Take Electoral College for instance. The Founding Fathers detested populism, though not out of democratic principles as we know them today. While they despised the British-style monarchy that they vehemently fought against, their version of ‘life, liberty and the pursuit of happiness’ was exclusively reserved for white property owning men. They were doubtful of the common man’s ability to make correct political decisions. Thus, they created the system of Electoral College to make sure that the electors could check the whims of the masses and demagogues, and only qualified men could rise to the office of presidency. Paradoxically, it was precisely the system of Electoral College that elevated a far-right populist to the highest political office in the U.S. In a popular-voting framework, the U.S would’ve had its first female President instead. A classic case of institutional conservatism.

The checks and balances embedded within the three branches of government are also falling in disuse. While Judiciary wields immense authority, it is actually legislature that has the most power to check Trump’s populist whims. The president has little capacity to do anything without the Congress. From raising money to declaring war to staffing his own government, the president is overwhelmingly dependent on Congress’s express permission. Congress has the power to force Trump to release his tax returns or to turn his assets over to a blind trust. They could’ve rejected the nomination of Neil Gorsuch to the Supreme Court- one of the most conservative U.S. justices. They can impeach Trump for the obstruction of justice for firing former-FBI Director James Comey. The Congress can do all these things but they won’t. In amassing unprecedented power and breaking political norms, Trump is doing exactly what the Founders would have expected. The blame rests squarely on Congress which has been subject to greatest political decay. This was something where the framers failed to visualize the future American political trajectory. The Madisonian constitutional system was created on an unwarranted faith that the plurality of interests within the country would resist the creation of organized political parties. This, of course, did not happen. 

The checks and balances operate under the assumption that each branch would compete for its own authority and exert its independent influence and the natural by-product of this setting would be a balance of power among the branches. This framework has been undermined due to the presence of organized and ideologically-driven political parties which are competing across the the three branches of government. For instance, after the death of Supreme Court Justice Antonin Scalia, President Obama nominated Merrick Garland for the vacant position. The Republican-controlled Senate, however, filibustered Garland’s nomination. Later, when democrats tried to do the same Trump’s nomination of Neil Gorsuch, the Republicans resorted to the ‘nuclear option’-  a parliamentary procedure which allows the U.S. Senate to override a precedent or rule by a simple majority of 51 votes  rather than by a supermajority of 60 votes. They criticized filibuster as an unnecessary obstructionism on part of Democratic Senators. This reflects the extent to which partisanship has been institutionalised in American political culture. Congressional members today are less interested in protecting the authority of their institution than in toeing the party line. Consequently, Trump is increasingly accumulating more power, dismantling the centrist schemes of Obama administration, and abusing power without the fear of impeachment.

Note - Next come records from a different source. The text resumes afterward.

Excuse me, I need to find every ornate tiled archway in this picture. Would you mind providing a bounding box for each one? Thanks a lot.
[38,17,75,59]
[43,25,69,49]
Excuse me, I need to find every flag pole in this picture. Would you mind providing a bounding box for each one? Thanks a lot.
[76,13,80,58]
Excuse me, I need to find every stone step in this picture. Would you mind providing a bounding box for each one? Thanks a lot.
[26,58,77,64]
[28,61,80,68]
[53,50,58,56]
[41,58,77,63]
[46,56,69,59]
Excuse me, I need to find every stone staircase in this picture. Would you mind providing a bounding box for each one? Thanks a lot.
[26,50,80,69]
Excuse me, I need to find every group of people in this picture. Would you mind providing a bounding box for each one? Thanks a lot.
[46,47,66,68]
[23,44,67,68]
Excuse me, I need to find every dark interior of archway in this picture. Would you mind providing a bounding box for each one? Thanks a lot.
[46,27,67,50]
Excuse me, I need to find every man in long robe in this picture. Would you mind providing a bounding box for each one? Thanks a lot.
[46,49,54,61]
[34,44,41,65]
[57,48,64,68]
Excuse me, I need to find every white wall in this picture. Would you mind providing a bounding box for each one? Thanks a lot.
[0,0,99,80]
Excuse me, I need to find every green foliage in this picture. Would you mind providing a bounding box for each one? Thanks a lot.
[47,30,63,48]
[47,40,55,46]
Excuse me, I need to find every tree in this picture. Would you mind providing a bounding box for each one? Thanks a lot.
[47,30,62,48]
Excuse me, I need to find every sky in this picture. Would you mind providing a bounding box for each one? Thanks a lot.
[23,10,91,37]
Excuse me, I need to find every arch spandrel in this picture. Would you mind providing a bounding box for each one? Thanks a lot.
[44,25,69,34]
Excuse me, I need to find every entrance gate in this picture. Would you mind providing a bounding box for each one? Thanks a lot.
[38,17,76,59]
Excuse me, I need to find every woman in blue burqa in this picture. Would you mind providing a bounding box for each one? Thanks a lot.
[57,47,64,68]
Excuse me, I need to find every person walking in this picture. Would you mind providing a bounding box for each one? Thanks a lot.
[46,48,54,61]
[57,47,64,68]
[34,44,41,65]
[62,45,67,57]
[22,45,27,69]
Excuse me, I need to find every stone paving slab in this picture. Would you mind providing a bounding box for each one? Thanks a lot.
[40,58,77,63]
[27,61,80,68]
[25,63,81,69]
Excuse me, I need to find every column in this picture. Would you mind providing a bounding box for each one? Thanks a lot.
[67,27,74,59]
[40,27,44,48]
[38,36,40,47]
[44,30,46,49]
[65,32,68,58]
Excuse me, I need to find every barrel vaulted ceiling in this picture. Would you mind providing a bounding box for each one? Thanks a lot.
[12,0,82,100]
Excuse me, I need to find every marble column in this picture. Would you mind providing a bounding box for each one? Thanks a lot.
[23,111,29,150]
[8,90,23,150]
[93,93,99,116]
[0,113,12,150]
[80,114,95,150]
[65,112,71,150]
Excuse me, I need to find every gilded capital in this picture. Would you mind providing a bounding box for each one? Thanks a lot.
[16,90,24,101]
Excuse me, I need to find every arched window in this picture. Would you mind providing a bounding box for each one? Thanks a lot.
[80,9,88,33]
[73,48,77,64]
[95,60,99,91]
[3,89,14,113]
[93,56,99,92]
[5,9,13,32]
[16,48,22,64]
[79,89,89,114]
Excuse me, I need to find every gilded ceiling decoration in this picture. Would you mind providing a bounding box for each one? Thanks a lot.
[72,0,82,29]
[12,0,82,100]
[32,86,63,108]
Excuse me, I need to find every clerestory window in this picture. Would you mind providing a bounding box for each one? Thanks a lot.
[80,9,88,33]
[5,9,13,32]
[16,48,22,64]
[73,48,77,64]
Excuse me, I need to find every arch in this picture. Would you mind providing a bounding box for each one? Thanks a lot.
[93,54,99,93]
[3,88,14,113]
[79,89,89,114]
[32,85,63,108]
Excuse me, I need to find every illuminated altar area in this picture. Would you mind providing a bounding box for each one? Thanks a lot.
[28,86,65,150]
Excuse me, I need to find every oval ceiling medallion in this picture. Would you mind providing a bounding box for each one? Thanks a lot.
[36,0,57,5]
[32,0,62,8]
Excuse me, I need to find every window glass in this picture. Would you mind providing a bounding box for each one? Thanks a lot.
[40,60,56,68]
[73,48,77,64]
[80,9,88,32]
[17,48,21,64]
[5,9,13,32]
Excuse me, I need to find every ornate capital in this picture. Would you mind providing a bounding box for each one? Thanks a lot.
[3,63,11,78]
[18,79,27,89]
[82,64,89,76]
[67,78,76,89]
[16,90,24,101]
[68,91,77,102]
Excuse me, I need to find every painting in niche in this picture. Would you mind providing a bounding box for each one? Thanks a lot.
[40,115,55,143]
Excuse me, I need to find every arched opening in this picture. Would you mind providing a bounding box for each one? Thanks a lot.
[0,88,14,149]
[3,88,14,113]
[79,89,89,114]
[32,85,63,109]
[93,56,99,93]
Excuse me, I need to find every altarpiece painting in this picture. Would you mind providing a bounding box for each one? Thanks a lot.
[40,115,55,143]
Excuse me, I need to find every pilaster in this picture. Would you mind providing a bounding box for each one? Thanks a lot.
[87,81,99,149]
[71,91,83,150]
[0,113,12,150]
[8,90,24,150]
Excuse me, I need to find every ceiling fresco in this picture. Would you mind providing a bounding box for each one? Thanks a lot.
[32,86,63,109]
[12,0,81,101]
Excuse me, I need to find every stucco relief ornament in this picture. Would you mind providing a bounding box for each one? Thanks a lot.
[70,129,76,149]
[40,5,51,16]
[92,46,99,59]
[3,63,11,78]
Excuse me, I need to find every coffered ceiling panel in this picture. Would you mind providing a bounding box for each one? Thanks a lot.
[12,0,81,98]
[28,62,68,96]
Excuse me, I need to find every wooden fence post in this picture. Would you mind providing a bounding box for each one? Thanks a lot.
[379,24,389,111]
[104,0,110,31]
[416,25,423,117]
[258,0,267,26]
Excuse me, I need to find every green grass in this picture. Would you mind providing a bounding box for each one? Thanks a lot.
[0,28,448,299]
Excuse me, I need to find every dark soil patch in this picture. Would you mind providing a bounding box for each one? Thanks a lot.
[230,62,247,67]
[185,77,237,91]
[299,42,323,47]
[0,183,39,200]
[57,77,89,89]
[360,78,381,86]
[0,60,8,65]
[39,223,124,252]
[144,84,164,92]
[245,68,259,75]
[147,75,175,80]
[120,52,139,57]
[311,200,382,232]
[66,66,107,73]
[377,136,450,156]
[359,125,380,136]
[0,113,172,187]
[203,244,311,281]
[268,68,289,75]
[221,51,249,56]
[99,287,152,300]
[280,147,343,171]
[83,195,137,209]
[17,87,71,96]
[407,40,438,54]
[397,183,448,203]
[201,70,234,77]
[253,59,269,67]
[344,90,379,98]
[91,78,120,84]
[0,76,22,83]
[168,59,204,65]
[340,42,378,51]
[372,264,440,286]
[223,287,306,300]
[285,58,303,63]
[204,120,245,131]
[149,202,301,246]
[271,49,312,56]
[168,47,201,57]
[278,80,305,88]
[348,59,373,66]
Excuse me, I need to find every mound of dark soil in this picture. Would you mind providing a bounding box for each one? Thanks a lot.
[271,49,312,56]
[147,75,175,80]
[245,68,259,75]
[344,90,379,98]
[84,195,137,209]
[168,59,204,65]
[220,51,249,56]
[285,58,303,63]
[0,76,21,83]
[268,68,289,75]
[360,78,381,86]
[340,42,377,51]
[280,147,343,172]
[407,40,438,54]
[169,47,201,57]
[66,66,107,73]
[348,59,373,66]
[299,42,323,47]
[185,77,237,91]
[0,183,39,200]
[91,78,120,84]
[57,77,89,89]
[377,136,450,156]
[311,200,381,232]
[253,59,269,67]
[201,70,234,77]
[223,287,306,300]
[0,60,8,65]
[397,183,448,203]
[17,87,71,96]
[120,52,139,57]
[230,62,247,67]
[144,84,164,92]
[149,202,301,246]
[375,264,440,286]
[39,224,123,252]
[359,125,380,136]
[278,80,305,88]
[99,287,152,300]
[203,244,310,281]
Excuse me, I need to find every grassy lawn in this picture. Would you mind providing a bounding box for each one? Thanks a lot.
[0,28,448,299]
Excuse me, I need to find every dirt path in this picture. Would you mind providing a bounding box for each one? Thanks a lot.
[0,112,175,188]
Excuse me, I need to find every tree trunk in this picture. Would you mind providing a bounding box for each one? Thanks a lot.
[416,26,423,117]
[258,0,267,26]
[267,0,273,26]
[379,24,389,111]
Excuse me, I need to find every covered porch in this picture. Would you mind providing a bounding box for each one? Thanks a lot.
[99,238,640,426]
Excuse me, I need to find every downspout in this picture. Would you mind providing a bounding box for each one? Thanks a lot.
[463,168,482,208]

President Donald Trump’s barrage of attacks on the foundations of democratic governance- threatening checks and balances, civil rights and liberties, and long-established political norms- is not the cause of American political decay but its causal effect. Just like in the past, the current equilibrium in the decayed American political system can only be knocked off by either a strong external shock or a large-scale reform coalition in order to make real policy reform possible. Till then, the world’s oldest constitutional democracy would continue to make a mockery of democratic norms.